While that trend did not necessarily come about by design, the Mets have become drawn to athletic players in recent years after focusing more closely on other attributes -- think the Michael Conforto profile of big bats with solid plate discipline, regardless of defensive potential -- in the past. More than ever, the Mets now value versatile players who could impact the organization in multiple roles.

“I don’t think we try to force anything too, too much where we go into the year saying, ‘We need speed. We need this,’” Tanous said. “It just happened that so many of the players had those combinations, like Morabito and obviously Jett, and they just fell on the board the right way.
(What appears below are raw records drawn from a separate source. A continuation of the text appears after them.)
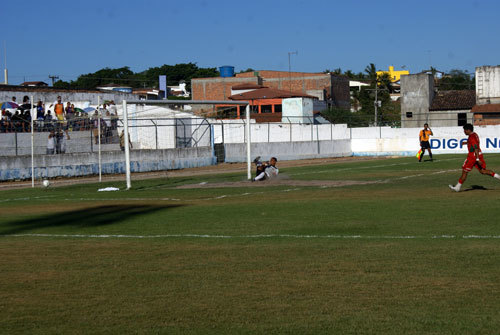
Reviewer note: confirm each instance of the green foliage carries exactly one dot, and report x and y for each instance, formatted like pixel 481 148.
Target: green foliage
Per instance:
pixel 149 78
pixel 247 70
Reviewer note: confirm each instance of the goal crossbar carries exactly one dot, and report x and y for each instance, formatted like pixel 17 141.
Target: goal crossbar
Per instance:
pixel 184 102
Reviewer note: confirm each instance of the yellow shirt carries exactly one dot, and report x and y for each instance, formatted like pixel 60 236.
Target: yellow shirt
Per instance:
pixel 424 135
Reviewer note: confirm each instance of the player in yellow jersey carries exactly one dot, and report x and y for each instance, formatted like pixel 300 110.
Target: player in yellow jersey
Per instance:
pixel 424 141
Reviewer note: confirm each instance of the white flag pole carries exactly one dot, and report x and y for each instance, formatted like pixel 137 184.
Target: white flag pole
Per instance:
pixel 99 132
pixel 126 144
pixel 32 147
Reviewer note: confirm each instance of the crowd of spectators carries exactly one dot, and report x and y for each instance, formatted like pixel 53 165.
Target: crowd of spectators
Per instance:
pixel 58 117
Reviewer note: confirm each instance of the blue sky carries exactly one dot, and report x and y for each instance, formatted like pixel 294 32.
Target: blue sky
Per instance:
pixel 69 38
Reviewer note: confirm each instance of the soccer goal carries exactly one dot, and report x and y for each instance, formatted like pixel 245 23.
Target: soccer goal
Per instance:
pixel 133 110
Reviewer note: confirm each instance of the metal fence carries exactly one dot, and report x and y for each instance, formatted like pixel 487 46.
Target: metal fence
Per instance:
pixel 91 134
pixel 81 135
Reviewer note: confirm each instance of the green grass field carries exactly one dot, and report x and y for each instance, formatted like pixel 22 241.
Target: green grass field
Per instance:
pixel 397 253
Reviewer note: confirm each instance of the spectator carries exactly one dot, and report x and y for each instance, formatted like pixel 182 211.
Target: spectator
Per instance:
pixel 7 120
pixel 70 113
pixel 107 127
pixel 3 121
pixel 16 121
pixel 62 138
pixel 48 121
pixel 122 141
pixel 114 114
pixel 95 126
pixel 40 115
pixel 26 120
pixel 26 104
pixel 51 143
pixel 59 110
pixel 76 121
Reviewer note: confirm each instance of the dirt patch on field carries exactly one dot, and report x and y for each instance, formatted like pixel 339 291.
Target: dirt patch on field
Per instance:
pixel 212 169
pixel 279 182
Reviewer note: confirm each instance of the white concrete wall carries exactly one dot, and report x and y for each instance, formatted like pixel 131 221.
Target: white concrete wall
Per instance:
pixel 404 141
pixel 279 132
pixel 236 152
pixel 488 84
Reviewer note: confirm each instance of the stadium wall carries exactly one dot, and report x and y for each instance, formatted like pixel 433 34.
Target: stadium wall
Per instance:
pixel 236 152
pixel 386 141
pixel 86 164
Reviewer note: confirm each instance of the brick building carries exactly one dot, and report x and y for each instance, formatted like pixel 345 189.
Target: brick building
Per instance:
pixel 331 89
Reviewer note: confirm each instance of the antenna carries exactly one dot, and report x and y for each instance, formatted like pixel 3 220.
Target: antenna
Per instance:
pixel 6 76
pixel 290 68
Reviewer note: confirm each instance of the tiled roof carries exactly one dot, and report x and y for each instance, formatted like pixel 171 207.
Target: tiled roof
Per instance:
pixel 489 108
pixel 247 86
pixel 27 83
pixel 269 93
pixel 453 100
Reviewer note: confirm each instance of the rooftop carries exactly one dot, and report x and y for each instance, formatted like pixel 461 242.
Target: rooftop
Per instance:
pixel 453 100
pixel 269 93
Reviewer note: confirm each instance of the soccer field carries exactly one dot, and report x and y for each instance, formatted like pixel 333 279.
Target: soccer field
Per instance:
pixel 357 247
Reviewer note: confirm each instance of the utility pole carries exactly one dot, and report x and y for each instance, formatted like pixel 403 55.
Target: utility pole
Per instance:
pixel 290 68
pixel 53 78
pixel 376 102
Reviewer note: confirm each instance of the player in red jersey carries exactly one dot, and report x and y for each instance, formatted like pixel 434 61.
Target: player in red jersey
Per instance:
pixel 474 158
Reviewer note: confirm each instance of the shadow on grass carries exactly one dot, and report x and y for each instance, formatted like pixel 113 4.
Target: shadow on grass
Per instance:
pixel 476 188
pixel 88 217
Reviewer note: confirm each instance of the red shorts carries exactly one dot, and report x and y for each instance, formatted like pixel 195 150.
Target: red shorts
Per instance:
pixel 470 162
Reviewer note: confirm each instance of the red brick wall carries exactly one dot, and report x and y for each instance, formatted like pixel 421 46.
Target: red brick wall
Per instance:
pixel 220 88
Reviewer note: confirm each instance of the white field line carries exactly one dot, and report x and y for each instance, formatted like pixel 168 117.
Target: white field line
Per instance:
pixel 247 193
pixel 262 236
pixel 366 167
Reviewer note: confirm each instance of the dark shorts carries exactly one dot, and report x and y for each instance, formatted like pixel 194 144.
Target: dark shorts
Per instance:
pixel 425 145
pixel 470 163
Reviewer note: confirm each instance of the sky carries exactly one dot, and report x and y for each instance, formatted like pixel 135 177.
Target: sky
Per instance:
pixel 70 38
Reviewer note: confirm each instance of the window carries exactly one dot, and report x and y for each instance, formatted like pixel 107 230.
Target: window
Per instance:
pixel 462 118
pixel 266 108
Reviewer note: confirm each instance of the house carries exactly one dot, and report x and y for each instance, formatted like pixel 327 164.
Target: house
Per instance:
pixel 422 103
pixel 330 90
pixel 395 76
pixel 487 108
pixel 487 114
pixel 265 102
pixel 148 93
pixel 34 84
pixel 115 87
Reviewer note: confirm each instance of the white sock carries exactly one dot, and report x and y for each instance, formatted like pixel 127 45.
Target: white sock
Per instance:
pixel 260 176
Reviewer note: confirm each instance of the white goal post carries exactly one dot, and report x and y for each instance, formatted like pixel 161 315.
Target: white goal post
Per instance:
pixel 183 102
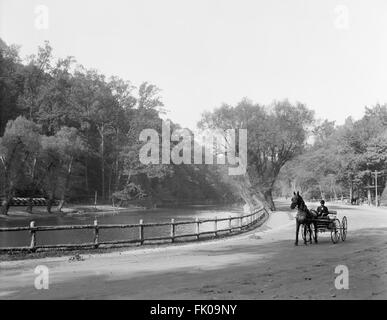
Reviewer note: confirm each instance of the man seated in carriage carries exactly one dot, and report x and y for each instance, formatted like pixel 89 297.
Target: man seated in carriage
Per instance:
pixel 322 210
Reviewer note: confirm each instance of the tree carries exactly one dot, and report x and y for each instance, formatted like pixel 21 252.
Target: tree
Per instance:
pixel 275 134
pixel 18 152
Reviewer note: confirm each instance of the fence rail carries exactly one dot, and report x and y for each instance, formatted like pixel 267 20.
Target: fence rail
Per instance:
pixel 256 218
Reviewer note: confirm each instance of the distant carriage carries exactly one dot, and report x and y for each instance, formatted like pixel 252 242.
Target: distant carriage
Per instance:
pixel 330 224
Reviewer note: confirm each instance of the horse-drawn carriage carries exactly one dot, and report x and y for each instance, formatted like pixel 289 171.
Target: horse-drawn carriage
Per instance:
pixel 311 223
pixel 331 223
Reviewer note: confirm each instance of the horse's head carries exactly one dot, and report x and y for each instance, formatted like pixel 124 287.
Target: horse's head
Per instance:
pixel 296 200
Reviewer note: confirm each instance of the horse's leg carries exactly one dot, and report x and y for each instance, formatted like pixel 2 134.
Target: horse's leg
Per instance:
pixel 310 232
pixel 297 229
pixel 305 240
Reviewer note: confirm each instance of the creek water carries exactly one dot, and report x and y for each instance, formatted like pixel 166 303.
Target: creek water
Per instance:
pixel 184 213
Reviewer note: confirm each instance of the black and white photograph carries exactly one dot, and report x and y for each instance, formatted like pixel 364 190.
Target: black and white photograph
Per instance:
pixel 205 151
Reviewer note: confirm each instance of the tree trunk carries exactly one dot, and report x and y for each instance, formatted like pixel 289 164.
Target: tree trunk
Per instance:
pixel 29 205
pixel 269 199
pixel 5 205
pixel 351 191
pixel 253 197
pixel 103 161
pixel 66 186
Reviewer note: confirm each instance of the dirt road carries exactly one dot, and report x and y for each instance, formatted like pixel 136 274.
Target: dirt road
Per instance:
pixel 264 264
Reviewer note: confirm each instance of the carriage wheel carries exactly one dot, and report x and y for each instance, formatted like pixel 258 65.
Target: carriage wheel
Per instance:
pixel 335 230
pixel 344 228
pixel 303 226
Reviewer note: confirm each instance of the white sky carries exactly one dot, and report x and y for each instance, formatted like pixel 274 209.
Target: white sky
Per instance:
pixel 205 52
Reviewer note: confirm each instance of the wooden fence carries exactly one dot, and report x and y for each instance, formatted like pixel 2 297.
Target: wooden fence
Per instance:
pixel 245 222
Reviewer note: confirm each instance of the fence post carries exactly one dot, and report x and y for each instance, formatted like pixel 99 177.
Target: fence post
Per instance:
pixel 197 227
pixel 96 233
pixel 33 235
pixel 141 231
pixel 173 230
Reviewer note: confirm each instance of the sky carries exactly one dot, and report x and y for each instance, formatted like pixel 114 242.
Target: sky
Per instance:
pixel 330 55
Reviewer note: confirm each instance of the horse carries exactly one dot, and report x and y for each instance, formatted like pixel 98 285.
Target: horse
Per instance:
pixel 304 216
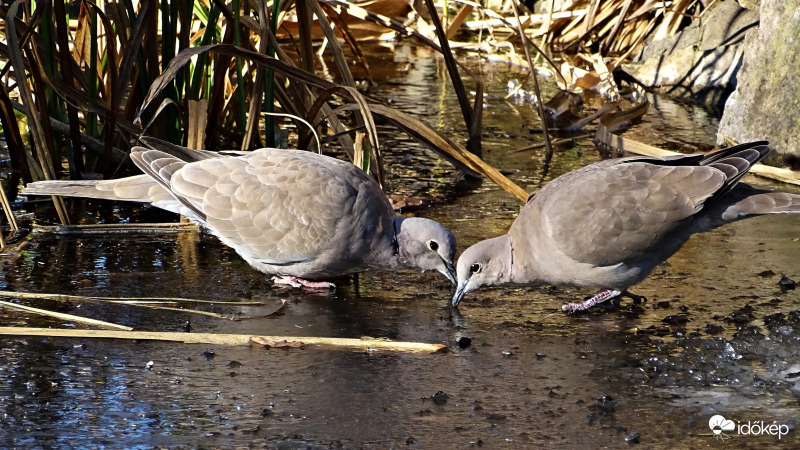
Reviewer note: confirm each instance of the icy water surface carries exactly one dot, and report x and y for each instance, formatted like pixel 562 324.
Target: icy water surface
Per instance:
pixel 718 336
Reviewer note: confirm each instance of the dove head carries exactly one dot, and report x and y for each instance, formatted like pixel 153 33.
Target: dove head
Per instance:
pixel 485 263
pixel 425 244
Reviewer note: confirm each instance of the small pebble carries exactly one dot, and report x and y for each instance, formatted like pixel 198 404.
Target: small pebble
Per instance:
pixel 786 283
pixel 439 398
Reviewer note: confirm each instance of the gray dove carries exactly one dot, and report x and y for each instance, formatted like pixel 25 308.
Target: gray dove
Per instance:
pixel 607 225
pixel 297 215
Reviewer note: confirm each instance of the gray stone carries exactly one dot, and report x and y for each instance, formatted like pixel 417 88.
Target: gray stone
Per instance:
pixel 701 61
pixel 766 104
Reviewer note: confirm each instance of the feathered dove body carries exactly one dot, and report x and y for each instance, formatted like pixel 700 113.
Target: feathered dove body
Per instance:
pixel 288 213
pixel 607 225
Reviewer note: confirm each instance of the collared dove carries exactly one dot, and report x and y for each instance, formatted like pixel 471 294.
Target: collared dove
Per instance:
pixel 293 214
pixel 607 225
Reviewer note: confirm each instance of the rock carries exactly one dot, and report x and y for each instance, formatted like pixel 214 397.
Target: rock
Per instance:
pixel 701 62
pixel 765 103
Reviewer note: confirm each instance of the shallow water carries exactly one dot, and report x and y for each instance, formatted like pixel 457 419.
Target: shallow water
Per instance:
pixel 532 376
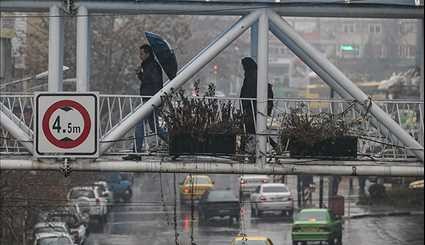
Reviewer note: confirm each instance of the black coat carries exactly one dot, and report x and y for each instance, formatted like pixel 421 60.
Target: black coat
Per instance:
pixel 249 90
pixel 150 76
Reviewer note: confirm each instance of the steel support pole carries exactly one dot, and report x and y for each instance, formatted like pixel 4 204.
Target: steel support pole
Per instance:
pixel 420 65
pixel 182 77
pixel 56 38
pixel 349 87
pixel 215 168
pixel 320 191
pixel 254 41
pixel 263 61
pixel 83 50
pixel 19 134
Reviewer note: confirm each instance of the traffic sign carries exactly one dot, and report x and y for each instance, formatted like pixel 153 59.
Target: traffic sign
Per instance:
pixel 66 125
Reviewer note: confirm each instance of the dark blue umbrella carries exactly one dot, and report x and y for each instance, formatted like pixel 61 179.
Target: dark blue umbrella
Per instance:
pixel 163 53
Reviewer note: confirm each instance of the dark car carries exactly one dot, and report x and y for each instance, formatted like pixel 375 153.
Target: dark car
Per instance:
pixel 77 227
pixel 218 203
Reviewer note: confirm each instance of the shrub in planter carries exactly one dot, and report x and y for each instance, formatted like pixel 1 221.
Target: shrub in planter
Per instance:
pixel 200 124
pixel 322 135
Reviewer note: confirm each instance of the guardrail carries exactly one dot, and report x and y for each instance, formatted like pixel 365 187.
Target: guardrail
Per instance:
pixel 374 142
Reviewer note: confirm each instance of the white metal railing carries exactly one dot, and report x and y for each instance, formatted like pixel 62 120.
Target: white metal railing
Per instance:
pixel 374 142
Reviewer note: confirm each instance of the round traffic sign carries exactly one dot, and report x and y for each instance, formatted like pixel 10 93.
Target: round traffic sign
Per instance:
pixel 66 142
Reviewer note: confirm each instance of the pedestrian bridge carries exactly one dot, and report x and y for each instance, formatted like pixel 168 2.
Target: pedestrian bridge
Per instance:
pixel 388 131
pixel 375 142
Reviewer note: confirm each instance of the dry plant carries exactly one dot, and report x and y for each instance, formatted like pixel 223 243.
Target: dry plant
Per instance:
pixel 199 116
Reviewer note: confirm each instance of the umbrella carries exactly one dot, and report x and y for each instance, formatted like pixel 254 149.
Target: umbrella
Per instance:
pixel 163 53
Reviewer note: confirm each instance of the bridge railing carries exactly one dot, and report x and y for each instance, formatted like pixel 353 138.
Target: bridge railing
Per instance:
pixel 374 141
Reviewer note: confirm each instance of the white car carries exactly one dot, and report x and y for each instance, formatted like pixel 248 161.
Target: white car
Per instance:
pixel 249 183
pixel 49 238
pixel 91 194
pixel 49 227
pixel 272 197
pixel 77 229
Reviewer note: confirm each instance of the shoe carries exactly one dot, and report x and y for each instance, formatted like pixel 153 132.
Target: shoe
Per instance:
pixel 132 157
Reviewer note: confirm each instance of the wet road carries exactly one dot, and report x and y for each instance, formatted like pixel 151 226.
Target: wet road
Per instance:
pixel 149 220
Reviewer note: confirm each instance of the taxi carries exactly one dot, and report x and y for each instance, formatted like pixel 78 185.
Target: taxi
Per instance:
pixel 194 187
pixel 317 225
pixel 251 240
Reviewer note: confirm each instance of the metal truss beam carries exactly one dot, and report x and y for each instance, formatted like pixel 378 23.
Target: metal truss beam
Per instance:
pixel 197 63
pixel 20 134
pixel 354 168
pixel 347 85
pixel 300 9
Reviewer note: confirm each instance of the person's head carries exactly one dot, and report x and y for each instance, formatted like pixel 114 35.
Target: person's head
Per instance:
pixel 249 64
pixel 145 52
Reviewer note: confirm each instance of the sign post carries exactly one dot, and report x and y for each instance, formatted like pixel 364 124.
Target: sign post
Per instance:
pixel 66 125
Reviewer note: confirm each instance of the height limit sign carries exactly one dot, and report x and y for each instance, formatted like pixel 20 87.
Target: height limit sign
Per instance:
pixel 66 125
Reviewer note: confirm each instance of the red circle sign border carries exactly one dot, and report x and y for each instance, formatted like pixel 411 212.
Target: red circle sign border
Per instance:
pixel 66 144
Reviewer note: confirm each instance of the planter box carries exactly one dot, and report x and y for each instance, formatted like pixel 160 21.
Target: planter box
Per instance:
pixel 338 147
pixel 216 144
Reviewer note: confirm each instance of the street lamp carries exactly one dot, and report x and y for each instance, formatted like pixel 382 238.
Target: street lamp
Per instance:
pixel 36 77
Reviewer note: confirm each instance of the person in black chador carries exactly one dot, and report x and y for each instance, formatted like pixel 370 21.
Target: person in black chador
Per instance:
pixel 249 90
pixel 150 75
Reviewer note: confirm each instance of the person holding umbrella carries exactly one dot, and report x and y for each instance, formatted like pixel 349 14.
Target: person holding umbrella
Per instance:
pixel 150 75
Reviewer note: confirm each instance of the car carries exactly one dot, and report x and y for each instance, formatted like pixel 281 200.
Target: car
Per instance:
pixel 272 197
pixel 193 187
pixel 77 228
pixel 49 238
pixel 49 227
pixel 249 183
pixel 219 203
pixel 127 176
pixel 251 240
pixel 418 184
pixel 82 208
pixel 317 225
pixel 106 193
pixel 121 186
pixel 92 195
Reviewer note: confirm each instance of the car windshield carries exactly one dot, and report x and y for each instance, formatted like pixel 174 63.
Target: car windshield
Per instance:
pixel 221 196
pixel 251 243
pixel 54 241
pixel 81 193
pixel 47 229
pixel 198 180
pixel 269 189
pixel 68 219
pixel 312 216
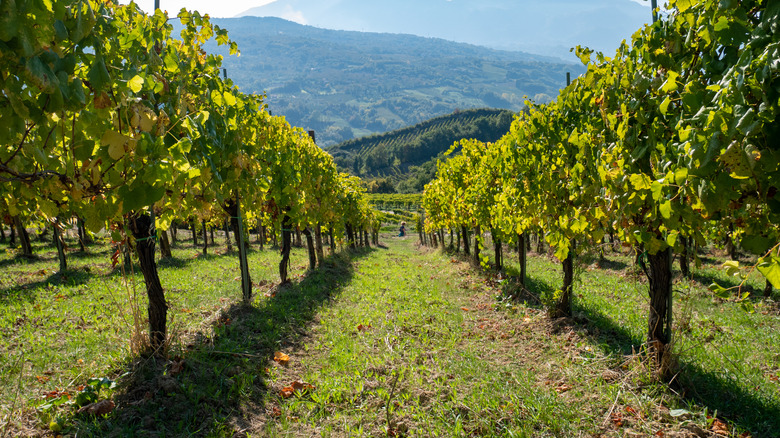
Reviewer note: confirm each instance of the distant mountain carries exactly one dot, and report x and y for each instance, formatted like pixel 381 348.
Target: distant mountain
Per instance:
pixel 548 27
pixel 349 84
pixel 405 159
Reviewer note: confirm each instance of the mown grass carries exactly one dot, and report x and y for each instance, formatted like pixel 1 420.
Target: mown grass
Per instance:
pixel 394 341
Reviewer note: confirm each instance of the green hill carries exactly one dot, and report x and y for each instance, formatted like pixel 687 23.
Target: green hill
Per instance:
pixel 345 85
pixel 404 160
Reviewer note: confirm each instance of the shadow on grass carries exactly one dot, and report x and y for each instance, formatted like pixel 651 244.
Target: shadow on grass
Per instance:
pixel 218 384
pixel 29 291
pixel 705 279
pixel 720 393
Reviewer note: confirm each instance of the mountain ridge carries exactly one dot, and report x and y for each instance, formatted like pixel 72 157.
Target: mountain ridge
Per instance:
pixel 347 84
pixel 550 28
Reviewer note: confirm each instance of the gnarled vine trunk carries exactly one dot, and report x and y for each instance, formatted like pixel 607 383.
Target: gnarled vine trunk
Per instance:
pixel 284 264
pixel 142 227
pixel 310 248
pixel 659 333
pixel 521 256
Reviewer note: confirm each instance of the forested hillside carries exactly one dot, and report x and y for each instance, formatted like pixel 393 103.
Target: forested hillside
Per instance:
pixel 405 159
pixel 345 85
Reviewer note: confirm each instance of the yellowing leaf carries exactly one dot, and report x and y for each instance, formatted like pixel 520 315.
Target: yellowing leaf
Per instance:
pixel 671 82
pixel 116 143
pixel 136 83
pixel 230 100
pixel 281 358
pixel 770 267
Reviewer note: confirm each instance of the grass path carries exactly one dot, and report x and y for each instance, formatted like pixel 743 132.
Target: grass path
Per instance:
pixel 418 345
pixel 392 341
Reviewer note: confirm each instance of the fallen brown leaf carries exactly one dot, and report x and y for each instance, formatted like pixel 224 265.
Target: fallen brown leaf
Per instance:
pixel 281 358
pixel 100 408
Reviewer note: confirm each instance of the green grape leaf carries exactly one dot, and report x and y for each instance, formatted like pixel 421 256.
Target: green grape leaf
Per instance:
pixel 116 142
pixel 770 268
pixel 136 83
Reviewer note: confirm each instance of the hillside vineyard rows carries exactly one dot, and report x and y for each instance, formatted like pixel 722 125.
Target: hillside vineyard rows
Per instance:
pixel 672 142
pixel 111 122
pixel 108 118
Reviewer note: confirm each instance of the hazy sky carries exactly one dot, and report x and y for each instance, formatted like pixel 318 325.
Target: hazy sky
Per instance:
pixel 231 8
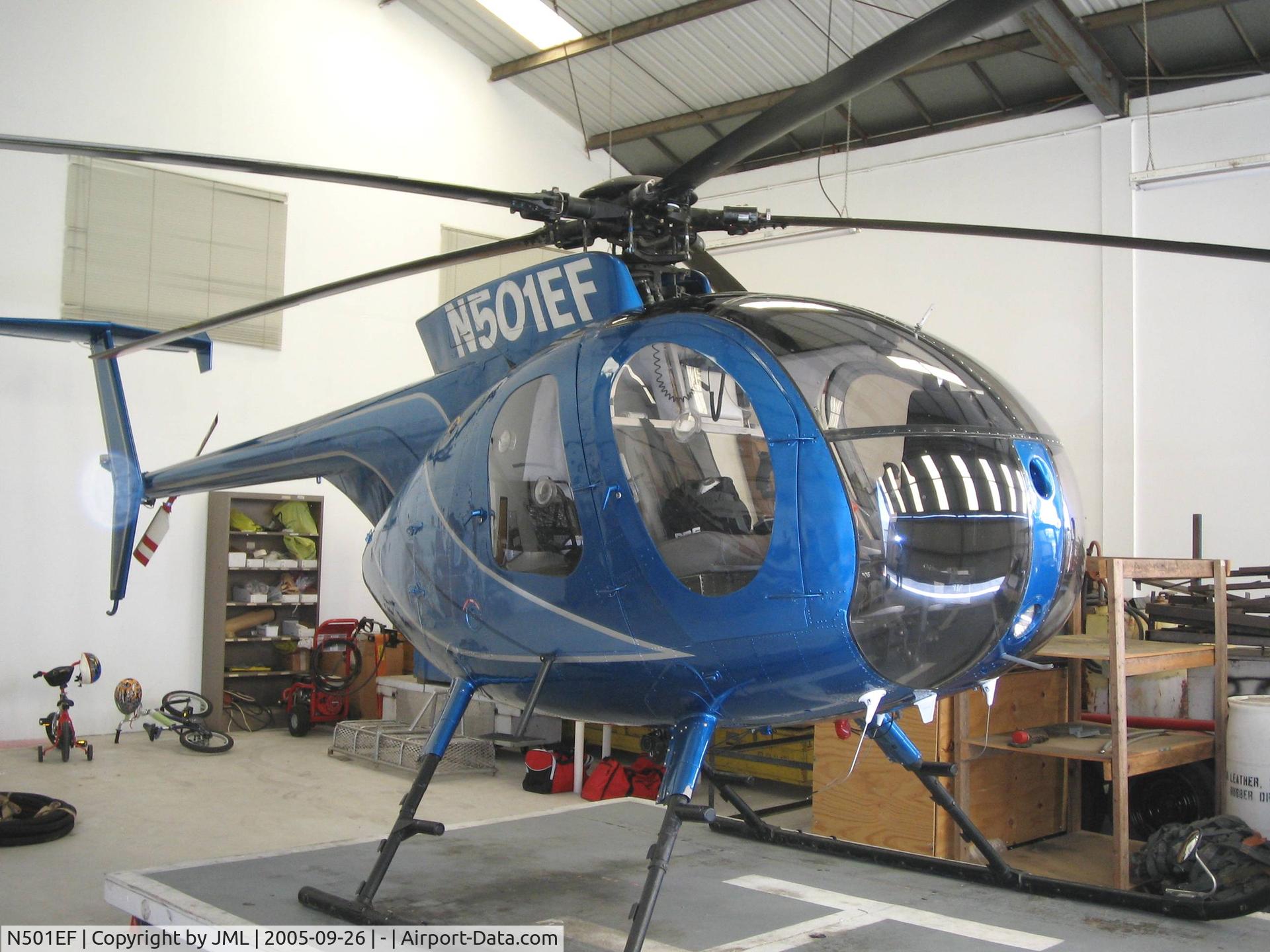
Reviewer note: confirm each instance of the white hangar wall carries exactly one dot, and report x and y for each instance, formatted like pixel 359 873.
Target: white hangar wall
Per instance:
pixel 335 83
pixel 1150 367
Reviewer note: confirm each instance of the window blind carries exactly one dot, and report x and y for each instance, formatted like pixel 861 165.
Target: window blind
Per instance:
pixel 161 249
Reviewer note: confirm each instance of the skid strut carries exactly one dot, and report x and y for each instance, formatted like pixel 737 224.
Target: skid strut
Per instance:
pixel 361 909
pixel 997 873
pixel 683 762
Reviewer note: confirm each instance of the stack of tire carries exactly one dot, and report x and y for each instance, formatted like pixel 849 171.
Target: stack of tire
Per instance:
pixel 27 819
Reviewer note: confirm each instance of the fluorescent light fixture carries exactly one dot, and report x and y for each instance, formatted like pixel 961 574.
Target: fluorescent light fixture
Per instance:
pixel 534 20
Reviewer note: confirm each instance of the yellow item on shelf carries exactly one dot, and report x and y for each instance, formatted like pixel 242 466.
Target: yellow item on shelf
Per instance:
pixel 296 517
pixel 241 522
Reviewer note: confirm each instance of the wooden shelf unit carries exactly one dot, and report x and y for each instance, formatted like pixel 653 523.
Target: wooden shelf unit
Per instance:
pixel 1081 853
pixel 222 653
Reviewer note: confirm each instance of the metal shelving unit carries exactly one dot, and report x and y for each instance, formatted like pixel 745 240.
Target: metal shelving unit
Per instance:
pixel 222 653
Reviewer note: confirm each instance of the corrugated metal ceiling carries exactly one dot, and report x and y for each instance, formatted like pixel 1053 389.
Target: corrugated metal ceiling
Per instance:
pixel 761 48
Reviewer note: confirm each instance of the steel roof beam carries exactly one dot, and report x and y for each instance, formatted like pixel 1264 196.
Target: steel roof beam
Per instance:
pixel 968 54
pixel 1074 48
pixel 618 34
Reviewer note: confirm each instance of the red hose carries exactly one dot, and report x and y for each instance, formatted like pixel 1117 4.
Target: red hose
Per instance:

It’s always nice to take athletes when we have a chance to. If we can stay up the middle, take athletes, we do that.”

North of the border
One other player who stood out on Day 2 of the Draft was Tong, a Canadian high schooler whose stock rose when he struck out 14 batters over 11 2/3 innings in the MLB Draft League last month. That stat line came with plenty of wildness, including 10 walks, but the Mets believe he’s a project worth pursuing -- particularly considering that Tong’s electric performance occurred largely against college players.

“He was rated as one of the top guys in terms of data and metrics in that league, which is impressive for a younger kid,” Tramuta said. “There are some cons to the delivery and arm action, but I’ll let people that look at it on Twitter try to figure out what I mean by that. He was 90-95. We think there’s a chance for a plus breaking ball in there. I think like most high school kids, he’ll have to tighten up the command and control, but we see an upside pick here with that kid.”